Today, I've stumbled on some frustrating behavior of multiprocessing.Queues.
This is my code:
import multiprocessing
def make_queue(size):
    ret = multiprocessing.Queue()
    for i in range(size):
        ret.put(i)
    return ret
test_queue = make_queue(3575)
print(test_queue.qsize())
When I run this code, the process exits normally with exit code 0.

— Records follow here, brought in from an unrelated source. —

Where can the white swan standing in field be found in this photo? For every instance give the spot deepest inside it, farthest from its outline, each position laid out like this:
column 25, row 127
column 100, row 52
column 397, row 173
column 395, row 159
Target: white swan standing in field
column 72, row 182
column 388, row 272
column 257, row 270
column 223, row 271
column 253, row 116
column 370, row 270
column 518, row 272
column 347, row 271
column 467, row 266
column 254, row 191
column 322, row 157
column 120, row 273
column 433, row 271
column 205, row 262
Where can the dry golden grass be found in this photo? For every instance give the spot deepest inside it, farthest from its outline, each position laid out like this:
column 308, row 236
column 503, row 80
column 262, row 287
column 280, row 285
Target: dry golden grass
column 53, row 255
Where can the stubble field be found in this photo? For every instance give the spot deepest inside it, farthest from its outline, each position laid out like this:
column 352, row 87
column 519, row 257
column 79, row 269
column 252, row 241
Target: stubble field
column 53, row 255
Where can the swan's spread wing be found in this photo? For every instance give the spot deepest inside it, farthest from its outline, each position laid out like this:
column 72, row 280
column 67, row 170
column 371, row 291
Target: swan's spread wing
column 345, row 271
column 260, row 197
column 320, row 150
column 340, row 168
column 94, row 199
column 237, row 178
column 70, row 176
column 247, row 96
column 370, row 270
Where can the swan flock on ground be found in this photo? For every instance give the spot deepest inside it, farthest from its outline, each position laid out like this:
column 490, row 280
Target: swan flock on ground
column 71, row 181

However, when I increase the queue size to 3576 or above, it hangs. When I send SIGINT to it through Ctrl-C, it raises the error here:
Exception ignored in atexit callback: <function _exit_function at 0x7f91104f9360>
Traceback (most recent call last):
  File "/home/captaintrojan/.conda/envs/example_env/lib/python3.10/multiprocessing/util.py", line 360, in _exit_function
    _run_finalizers()
  File "/home/captaintrojan/.conda/envs/example_env/lib/python3.10/multiprocessing/util.py", line 300, in _run_finalizers
    finalizer()
  File "/home/captaintrojan/.conda/envs/example_env/lib/python3.10/multiprocessing/util.py", line 224, in __call__
    res = self._callback(*self._args, **self._kwargs)

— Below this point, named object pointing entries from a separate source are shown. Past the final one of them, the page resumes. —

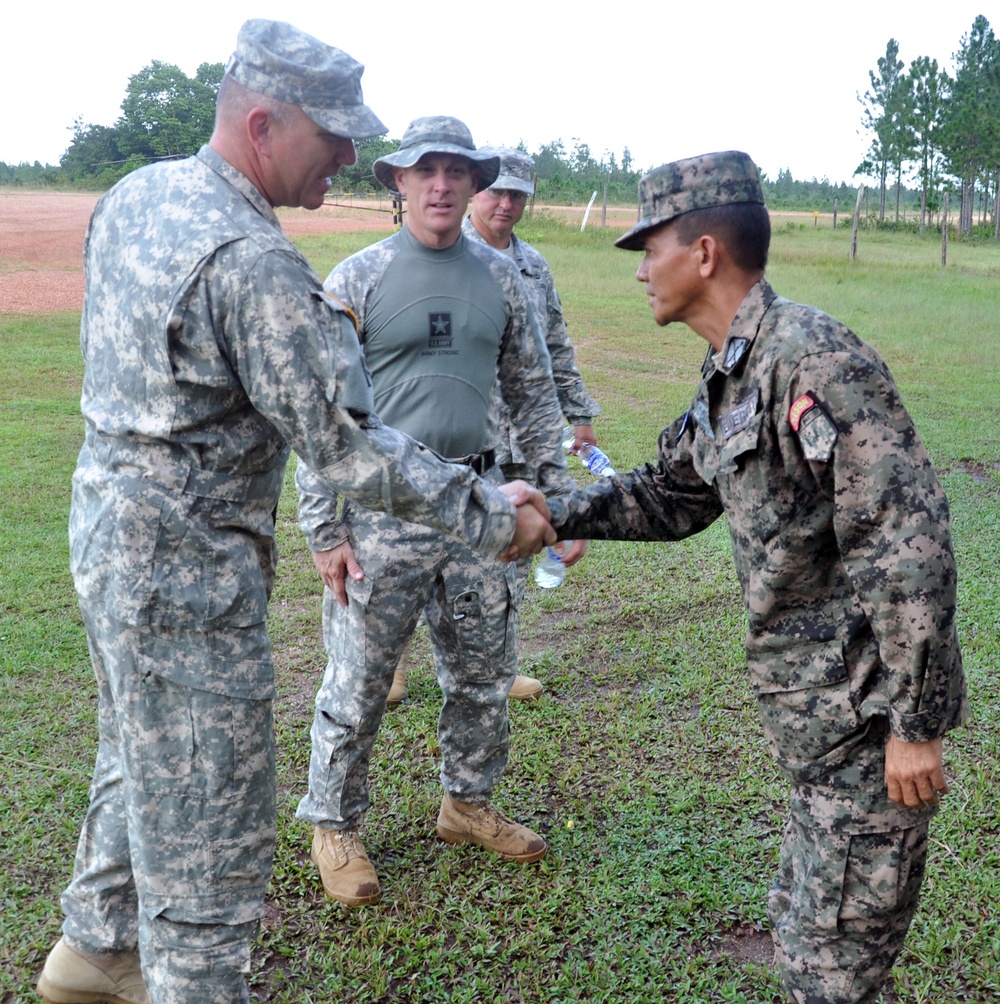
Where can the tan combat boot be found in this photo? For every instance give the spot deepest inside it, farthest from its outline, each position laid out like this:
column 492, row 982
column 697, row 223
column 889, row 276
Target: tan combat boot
column 461, row 822
column 344, row 867
column 74, row 977
column 525, row 688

  File "/home/captaintrojan/.conda/envs/example_env/lib/python3.10/multiprocessing/queues.py", line 199, in _finalize_join
    thread.join()
  File "/home/captaintrojan/.conda/envs/example_env/lib/python3.10/threading.py", line 1096, in join
    self._wait_for_tstate_lock()
  File "/home/captaintrojan/.conda/envs/example_env/lib/python3.10/threading.py", line 1116, in _wait_for_tstate_lock
    if lock.acquire(block, timeout):
KeyboardInterrupt: 
Can anyone please explain this behavior? I've experimented with the sizes, indeed, from a sample of 40 or so different sizes, any size below or equal to 3575 works fine and any size above 3575 hangs the process. I figured it may have something to do with the queue size in bytes, because if I insert i*i or some random strings instead of i, the threshold changes. Note that, unless multiprocessing.Queue does something suspicious in the background, I don't create any additional processes other than the main process. Also, adding test_queue.close() has no impact on the outcome.